I soon found myself staying as far away from anything "gay" as I could. I didn't want to have any ties whatsoever to the word. I developed a real phobia of being touched in any way, and kept boys in general at a safe distance. I didn't want any of my interactions with them to be mistaken as flirtatious or otherwise gay. Little did I realize that by keeping my distance from guys and my continued friendships with girls probably made me more likely to seem gay.
I enjoyed High School for the most part. I was in AP classes and did well in school and had a really good group of friends (primarily girls). I wasn't interested in dating at all. It wasn't until junior year when the first prom was around the corner that I felt I had to even go on a date. Everyone knows that Prom is an essential part of the high school experience, and I didn't want to regret not going. So I asked a friend of mine to prom. A year later she came out as a lesbian. No, I didn't turn her gay... rude. At the time we were both trying to fit into social norms even though it was so against our natures. We just didn't know that the other person was going through the same inner battle.
Senior prom came and I took another good friend of mine. When you have trained yourself to hate touch, events like prom don't go so well. She was a pretty girl, and sporty. We were really good friends, and since I had never really felt what a crush was like, I mistook feelings of friendship for a crush. I wanted to have a crush so bad. I wanted to prove to myself and others that I was a normal, heterosexual guy. Well, needless to say, that flopped.

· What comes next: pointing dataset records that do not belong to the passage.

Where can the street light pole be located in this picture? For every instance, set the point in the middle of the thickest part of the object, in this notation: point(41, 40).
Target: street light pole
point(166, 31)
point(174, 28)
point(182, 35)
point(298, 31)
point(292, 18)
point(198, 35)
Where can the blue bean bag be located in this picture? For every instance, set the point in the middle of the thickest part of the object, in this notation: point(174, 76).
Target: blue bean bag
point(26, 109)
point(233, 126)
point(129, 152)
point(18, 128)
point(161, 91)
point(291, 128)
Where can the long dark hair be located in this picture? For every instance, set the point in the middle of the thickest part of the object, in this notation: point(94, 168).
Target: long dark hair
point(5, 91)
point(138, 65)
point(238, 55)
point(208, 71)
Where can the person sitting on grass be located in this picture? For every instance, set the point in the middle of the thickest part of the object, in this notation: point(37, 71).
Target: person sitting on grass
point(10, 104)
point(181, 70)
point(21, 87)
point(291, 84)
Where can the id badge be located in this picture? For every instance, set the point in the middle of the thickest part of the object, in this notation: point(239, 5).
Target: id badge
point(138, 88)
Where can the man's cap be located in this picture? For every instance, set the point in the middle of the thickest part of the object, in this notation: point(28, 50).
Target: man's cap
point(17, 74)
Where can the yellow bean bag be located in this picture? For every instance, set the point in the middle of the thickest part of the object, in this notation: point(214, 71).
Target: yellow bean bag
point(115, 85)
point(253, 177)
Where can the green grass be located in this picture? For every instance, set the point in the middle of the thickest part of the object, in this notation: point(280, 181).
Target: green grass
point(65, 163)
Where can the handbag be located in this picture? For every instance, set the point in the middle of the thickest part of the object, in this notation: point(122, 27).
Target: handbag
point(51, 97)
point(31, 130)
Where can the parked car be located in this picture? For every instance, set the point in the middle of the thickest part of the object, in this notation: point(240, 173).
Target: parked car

In the meantime, my feelings of shame and the need I felt to put out a facade began to isolate me. I found other ways to feed the part of me that was so evil. Ways that the world wouldn't be able to detect. In high school, I began looking at porn. I was not at all interested in looking at girls. Instead I discovered images of guys... which led to gay porn.
I would try my best to stop. It wasn't that it was taking over my life, but I knew it was bad and that I needed to stop. But when it is your only outlet as a closeted gay kid (who still wouldn't accept that he was gay), it becomes very difficult. Soon though, I had a mission to prepare for and I knew I had to clean my act up. So I did the best I could to do that during my first year at a local college as I read scriptures, prayed, and really sought out religion in my life. Soon, the day came where my mission call arrived in the mail.